Superba Food + Bread is a simple place of seared char with snap peas and rotisserie-cooked lamb with sharp vadouvan curry; vaguely exoticized porchetta with North African spices and seared padron peppers with peanuts; and weekly specials that include pillow-soft lamb-neck "osso buco" on Tuesdays and crisp fried chicken on Sundays. It's the new generation of comfort food. I wouldn't swear to it, but I suspect there are some customers who basically live here.
In all, the Goldster is probably more than okay with this new style of comfort fare in Venice. [LAT]
[Photo by Elizabeth Daniels]
Meanwhile, Besha Rodell hits two small restaurants helmed by two young chefs who aren't afraid to change the rules. She doles out three stars to Alimento in Silver Lake, led by Zach Pollack (of Sotto), liking the fare but unsure about the environs:
It feels as if someone just walked into a small space and set up shop — which is, in fact, basically what happened. This is a neighborhood restaurant, the bare-bones, white-walled feel of it about as far from the handsome, dark moodiness of Sotto as you could imagine...And what of the food? Pollack veers from highly traditional dishes, such as a gorgeously decadent maccheroncini pasta with chicken livers and marsala, to playful takes on Americana, like his "pig in a blanket." A fat hunk of mortadella is sandwiched between two layers of flaky spelt pastry, then brightened up with three kinds of tang: pickled mustard seeds, Italian sauerkraut and a melty cow's milk cheese called stracchinata. It's puckery and piggy and marvelous. [LAW]

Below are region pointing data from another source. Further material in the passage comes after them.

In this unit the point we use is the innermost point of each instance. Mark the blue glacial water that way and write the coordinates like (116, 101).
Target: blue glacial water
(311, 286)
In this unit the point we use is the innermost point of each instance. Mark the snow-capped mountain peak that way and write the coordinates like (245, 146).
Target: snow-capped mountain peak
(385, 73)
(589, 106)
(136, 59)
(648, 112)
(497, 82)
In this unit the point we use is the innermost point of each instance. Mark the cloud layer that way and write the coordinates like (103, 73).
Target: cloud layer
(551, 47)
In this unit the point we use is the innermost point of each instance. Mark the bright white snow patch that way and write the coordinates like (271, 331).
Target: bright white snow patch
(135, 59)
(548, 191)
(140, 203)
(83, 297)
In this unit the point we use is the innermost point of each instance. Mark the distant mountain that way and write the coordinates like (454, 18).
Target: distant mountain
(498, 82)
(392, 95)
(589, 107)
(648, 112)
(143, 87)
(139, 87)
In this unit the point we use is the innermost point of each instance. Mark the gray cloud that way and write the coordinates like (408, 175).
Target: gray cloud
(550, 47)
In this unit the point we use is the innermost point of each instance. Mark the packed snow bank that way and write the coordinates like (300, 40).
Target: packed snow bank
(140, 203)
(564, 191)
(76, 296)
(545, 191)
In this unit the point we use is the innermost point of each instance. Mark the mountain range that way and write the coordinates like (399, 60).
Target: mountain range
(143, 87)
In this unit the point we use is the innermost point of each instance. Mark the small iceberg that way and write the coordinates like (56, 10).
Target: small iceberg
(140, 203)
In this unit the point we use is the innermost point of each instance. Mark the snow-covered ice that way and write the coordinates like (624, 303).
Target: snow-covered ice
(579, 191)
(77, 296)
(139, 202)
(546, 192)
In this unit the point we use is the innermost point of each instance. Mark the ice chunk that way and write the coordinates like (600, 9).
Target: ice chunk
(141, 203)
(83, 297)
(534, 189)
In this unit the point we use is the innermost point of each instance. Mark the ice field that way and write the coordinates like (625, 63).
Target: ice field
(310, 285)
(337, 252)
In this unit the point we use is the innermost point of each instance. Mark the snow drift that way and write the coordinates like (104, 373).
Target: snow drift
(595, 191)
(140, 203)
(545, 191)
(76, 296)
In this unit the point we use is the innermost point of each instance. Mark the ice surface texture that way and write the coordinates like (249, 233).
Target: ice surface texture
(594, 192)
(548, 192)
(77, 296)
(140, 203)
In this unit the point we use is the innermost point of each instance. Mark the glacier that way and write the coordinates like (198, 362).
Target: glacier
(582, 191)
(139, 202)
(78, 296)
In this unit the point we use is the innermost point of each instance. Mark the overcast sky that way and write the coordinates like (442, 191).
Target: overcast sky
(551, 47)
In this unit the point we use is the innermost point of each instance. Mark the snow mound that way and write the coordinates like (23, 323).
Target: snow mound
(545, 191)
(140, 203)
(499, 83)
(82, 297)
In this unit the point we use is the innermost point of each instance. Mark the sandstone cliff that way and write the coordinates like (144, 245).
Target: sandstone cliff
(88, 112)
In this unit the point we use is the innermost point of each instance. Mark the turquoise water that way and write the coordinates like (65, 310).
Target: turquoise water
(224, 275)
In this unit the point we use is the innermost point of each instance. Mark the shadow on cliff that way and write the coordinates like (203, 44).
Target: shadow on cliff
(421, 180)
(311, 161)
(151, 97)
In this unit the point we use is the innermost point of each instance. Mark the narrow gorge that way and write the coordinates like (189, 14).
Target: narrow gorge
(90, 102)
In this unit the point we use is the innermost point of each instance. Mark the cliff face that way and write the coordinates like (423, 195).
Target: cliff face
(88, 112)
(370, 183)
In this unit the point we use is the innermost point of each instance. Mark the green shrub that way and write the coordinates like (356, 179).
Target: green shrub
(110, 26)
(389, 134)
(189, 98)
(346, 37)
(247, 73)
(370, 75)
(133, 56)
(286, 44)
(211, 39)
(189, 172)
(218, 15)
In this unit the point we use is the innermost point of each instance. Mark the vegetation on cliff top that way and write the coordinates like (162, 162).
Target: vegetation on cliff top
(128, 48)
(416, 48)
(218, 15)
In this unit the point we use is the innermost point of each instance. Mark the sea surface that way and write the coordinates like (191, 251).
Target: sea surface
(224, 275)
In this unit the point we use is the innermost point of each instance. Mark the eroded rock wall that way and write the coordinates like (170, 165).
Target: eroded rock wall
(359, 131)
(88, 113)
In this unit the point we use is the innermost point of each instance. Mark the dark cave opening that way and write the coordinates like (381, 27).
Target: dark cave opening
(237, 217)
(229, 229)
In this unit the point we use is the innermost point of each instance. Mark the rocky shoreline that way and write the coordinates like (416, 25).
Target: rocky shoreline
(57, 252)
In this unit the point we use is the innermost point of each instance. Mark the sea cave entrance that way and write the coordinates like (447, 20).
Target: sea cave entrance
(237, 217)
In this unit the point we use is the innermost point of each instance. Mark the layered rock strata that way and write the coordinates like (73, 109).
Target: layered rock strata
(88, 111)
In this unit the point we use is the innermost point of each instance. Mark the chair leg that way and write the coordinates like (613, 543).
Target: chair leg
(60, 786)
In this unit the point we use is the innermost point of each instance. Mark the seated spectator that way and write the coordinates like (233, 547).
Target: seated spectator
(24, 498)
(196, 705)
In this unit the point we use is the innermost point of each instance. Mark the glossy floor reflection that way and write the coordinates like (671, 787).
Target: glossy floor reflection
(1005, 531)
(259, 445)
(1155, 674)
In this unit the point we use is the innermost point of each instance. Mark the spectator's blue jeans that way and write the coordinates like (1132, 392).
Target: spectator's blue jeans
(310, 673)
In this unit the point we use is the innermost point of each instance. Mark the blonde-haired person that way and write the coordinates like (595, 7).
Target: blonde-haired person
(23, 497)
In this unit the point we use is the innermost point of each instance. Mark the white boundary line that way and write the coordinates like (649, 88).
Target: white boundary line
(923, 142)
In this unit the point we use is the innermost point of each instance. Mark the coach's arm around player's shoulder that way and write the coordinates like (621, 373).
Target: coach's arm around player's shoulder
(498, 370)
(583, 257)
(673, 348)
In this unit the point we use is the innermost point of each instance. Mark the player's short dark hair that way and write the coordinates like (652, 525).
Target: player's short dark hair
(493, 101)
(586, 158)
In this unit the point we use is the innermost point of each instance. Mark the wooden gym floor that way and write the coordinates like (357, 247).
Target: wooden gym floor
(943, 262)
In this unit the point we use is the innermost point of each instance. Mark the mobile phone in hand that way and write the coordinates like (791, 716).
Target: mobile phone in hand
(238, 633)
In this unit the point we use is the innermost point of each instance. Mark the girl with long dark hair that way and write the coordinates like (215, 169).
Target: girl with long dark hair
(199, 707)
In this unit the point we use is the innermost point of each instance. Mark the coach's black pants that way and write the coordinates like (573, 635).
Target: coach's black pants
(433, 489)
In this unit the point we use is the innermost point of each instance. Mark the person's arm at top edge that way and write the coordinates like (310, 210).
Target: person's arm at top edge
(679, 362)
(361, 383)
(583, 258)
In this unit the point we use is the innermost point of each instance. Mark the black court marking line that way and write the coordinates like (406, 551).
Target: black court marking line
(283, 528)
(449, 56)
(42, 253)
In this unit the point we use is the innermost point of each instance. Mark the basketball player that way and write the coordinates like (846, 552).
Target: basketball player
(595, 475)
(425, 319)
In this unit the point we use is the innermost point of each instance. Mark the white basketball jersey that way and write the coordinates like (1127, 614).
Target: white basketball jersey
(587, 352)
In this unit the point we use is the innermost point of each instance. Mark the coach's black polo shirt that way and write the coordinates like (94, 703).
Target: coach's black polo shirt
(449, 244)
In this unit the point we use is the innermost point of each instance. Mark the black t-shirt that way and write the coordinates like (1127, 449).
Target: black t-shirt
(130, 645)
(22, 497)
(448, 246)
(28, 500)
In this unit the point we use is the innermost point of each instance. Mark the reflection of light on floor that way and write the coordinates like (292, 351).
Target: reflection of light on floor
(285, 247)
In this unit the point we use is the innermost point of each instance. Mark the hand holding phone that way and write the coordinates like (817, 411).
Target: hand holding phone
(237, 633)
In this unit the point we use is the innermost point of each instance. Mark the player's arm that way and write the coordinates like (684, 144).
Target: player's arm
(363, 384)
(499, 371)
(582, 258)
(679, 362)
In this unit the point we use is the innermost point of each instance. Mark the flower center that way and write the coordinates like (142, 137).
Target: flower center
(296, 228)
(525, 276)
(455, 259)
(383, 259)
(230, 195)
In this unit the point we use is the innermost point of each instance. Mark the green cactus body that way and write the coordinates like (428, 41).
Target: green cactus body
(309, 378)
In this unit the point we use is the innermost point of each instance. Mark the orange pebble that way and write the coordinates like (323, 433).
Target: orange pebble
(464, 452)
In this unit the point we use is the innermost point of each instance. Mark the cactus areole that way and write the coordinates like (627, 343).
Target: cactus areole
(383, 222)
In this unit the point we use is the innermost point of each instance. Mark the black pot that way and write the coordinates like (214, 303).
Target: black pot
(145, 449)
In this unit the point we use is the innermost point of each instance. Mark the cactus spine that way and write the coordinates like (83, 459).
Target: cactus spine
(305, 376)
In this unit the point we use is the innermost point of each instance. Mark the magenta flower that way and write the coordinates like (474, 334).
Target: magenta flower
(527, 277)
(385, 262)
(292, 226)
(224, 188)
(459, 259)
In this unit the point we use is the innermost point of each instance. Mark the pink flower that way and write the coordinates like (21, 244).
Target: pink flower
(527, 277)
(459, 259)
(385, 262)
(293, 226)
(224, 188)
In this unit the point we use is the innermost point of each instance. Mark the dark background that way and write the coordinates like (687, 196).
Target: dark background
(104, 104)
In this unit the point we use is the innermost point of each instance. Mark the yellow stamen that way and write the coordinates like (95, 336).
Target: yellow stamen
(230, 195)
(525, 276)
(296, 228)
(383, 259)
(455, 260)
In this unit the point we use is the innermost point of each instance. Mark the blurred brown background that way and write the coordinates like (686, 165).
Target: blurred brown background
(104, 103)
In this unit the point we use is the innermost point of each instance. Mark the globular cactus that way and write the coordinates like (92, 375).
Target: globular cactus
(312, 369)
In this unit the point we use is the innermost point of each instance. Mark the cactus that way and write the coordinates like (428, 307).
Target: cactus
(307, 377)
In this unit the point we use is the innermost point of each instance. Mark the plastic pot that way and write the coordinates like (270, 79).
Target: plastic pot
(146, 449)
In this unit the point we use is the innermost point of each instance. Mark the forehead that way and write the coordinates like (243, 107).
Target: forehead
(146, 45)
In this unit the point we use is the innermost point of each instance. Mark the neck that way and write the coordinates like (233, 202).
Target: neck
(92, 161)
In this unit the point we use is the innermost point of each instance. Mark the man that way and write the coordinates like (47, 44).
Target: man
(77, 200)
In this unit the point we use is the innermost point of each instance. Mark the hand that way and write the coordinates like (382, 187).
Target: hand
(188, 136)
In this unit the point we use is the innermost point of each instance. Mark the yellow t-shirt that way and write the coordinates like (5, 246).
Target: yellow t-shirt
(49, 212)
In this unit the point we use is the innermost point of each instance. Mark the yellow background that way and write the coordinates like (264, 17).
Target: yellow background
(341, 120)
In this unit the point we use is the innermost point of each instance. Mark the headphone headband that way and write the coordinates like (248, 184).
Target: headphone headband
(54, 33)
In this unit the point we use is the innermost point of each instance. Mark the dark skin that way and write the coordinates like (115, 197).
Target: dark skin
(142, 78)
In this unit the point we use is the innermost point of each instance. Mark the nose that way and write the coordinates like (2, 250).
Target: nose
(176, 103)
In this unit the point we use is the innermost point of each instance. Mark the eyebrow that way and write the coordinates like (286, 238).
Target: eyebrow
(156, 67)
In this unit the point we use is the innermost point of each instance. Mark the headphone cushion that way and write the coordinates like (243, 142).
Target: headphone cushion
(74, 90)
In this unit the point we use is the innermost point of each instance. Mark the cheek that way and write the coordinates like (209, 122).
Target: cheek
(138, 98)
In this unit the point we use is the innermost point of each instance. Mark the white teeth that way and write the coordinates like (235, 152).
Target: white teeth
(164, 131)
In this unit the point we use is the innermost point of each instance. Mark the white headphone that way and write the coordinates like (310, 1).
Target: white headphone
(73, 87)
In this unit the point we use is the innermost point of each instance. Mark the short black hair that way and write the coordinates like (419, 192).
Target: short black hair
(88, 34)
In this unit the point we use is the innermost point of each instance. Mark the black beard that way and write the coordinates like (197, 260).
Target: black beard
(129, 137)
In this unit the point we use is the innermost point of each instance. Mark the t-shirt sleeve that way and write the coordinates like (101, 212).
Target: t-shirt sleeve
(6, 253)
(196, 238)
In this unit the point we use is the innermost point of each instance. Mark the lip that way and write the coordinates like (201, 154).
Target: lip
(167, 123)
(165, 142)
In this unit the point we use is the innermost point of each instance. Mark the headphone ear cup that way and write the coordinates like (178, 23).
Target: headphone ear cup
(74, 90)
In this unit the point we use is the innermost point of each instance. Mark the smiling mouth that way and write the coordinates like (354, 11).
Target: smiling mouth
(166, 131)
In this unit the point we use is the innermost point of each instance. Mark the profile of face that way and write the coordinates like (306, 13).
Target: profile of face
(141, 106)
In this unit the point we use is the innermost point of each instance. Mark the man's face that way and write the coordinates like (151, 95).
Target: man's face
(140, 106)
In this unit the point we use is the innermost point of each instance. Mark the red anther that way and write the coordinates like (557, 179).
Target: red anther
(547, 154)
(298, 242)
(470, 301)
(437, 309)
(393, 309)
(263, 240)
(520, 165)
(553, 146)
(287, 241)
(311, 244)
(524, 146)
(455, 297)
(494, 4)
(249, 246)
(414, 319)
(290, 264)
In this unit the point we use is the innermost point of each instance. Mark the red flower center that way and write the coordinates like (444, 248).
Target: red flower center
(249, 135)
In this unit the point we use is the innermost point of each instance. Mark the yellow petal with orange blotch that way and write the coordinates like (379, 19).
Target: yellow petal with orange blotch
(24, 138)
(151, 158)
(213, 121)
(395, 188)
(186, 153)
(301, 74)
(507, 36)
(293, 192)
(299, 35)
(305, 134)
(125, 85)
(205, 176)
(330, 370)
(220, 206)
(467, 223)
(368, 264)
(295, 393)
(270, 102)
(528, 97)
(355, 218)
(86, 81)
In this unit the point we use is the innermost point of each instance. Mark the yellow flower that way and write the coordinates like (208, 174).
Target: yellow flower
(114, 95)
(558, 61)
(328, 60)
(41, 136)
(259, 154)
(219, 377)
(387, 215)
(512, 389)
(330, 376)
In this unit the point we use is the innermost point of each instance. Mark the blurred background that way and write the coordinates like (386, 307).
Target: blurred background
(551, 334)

At Koreatown's Saint Martha, with chef Nick Erven in the kitchen, Besha's also quite fond of the rather innovative cooking:
Erven's food is often theatrical — he makes Doritos out of seaweed and pairs them with avocado mousse. It's a riff on guac and chips, but then he adds sea urchin tataki and hearts of palm. Each chip rises from its own little composed pile of urchin and mousse, and each mouthful is a creamy umami bomb....Chicken liver mousse comes sitting in a pool of hazelnut praline, and the whole dish walks a fine line between savory and sweet, a little bit Nutella, a little bit ... well, pulverized liver. It shouldn't work but it does, the decadence of the endeavor somehow trumping its oddity. [LAW]
Three stars for the wine-centric Saint Martha.
The Elsewhere: Darin Dines feels a little mixed about Pine & Crane, FoodGPS does Hong Galbi in Koreatown, estarLA tries the new Momed in Atwater Village, The Offalo goes to one of b.o.s.' last dinners, Unemployed Eater recommends The Church Key, and GastronomyBlog hits Union in Pasadena.